La lezione chiave imparata dal Sud Africa è che, per la cessazione della complicità  dei governi mondiali con le gravi e persistenti violazioni dei diritti umani e del diritto internazionale di Israele, questi devono essere obbligati a farlo attraverso la pressione di base ben organizzata dei movimenti sociali di massa ed altre componenti della società civile. In questo contesto, il BDS ha provato di essere la più potente e promettente strategia di solidarietà internazionale con il popolo palestinese nella nostra lotta per l’autodeterminazione, libertà, giustizia ed eguaglianza.

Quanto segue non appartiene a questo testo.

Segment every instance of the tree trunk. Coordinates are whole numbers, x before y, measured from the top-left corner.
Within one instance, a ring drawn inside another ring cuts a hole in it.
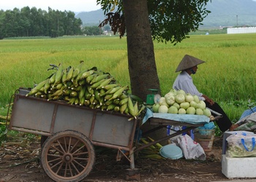
[[[129,74],[133,95],[146,100],[148,89],[157,89],[159,80],[154,58],[154,44],[149,24],[146,0],[124,0],[127,27]],[[143,129],[151,128],[148,124]],[[166,129],[151,134],[154,139],[166,135]]]

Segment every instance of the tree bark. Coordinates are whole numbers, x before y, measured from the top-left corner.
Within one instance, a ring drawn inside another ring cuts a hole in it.
[[[149,24],[146,0],[124,0],[124,13],[127,27],[128,67],[133,95],[146,100],[148,89],[157,89],[161,94],[155,63],[154,44]],[[151,129],[143,124],[143,131]],[[166,135],[166,129],[150,134],[154,139]],[[162,143],[166,143],[163,142]]]
[[[148,89],[160,92],[146,0],[124,0],[128,66],[133,95],[146,100]]]

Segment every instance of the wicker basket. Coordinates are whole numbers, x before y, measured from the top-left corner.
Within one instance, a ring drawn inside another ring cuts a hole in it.
[[[194,135],[195,141],[202,146],[204,151],[211,151],[214,140],[214,130],[195,130]]]

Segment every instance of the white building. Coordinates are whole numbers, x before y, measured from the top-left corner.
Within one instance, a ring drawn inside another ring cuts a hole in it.
[[[256,33],[256,27],[238,27],[238,28],[227,28],[227,33]]]

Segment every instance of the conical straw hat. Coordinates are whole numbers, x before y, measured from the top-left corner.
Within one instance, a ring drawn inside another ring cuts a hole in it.
[[[196,58],[195,57],[192,57],[191,55],[186,55],[181,60],[181,63],[178,64],[176,68],[176,71],[175,72],[190,68],[195,66],[202,64],[203,63],[206,63],[206,62],[198,58]]]

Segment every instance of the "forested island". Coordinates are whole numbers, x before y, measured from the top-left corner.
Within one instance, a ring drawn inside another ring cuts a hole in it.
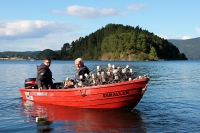
[[[1,52],[0,56],[8,56],[8,53]],[[32,52],[32,55],[18,52],[17,56],[22,55],[24,59],[43,59],[49,56],[53,60],[74,60],[78,57],[85,60],[112,61],[187,60],[185,54],[180,53],[168,40],[139,26],[122,24],[108,24],[88,36],[72,41],[71,44],[63,44],[57,51],[46,49]]]

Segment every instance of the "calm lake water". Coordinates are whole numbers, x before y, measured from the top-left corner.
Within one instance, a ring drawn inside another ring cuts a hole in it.
[[[78,109],[23,101],[18,88],[36,76],[36,61],[0,61],[1,133],[155,133],[200,132],[200,61],[104,62],[85,61],[94,70],[108,63],[129,65],[148,75],[147,91],[128,109]],[[73,78],[74,61],[52,61],[55,82]],[[37,116],[48,116],[37,125]]]

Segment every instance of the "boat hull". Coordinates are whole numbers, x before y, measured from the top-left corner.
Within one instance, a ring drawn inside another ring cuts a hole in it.
[[[23,99],[79,108],[135,107],[143,97],[149,78],[71,89],[20,88]]]

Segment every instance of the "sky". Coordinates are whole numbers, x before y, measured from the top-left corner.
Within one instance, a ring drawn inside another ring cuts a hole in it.
[[[60,50],[107,24],[200,37],[200,0],[0,0],[0,52]]]

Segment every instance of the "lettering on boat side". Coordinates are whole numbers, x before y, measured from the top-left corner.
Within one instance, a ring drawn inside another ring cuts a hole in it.
[[[32,92],[34,96],[47,96],[47,92]]]
[[[34,100],[33,96],[30,95],[30,92],[25,92],[25,96],[26,96],[26,99],[28,100]]]
[[[122,95],[128,95],[129,91],[115,91],[115,92],[109,92],[104,93],[103,97],[116,97],[116,96],[122,96]]]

Alla luce di quanto sopra, ed ispirati dal desiderio e dal potere del popolo che ha fatto sorgere la primavera araba, il BNC si appella alle persone di coscienza  ed ai gruppi di solidarietà internazionale per proseguire nella costruzione di un movimento di massa di BDS negli USA e negli altri paesi più potenti del mondo prima e dopo settembre. Solo questo genere di movimento di massa  può assicurare che qualunque riconoscimento diplomatico venga fuori alle Nazioni Unite a settembre sullo Stato palestinese, i diritti del popolo palestinese avanzeranno e si alzerà il prezzo dell’occupazione israeliana, del colonialismo e dell’apartheid, grazie all’ ulteriore isolamento  suo e dei complici nei suoi crimini. Un movimento di massa di solidarietà che può tenere funzionari eletti, soprattutto negli USA, responsabili verso il popolo, piuttosto che verso una lobby sionista che serve l’agenda coloniale e belligerante d’Israele e che direttamente è in  conflitto con gli interessi del popolo in questi paesi, è l’unica speranza per una pace completa e sostenibile basata sulla giustizia.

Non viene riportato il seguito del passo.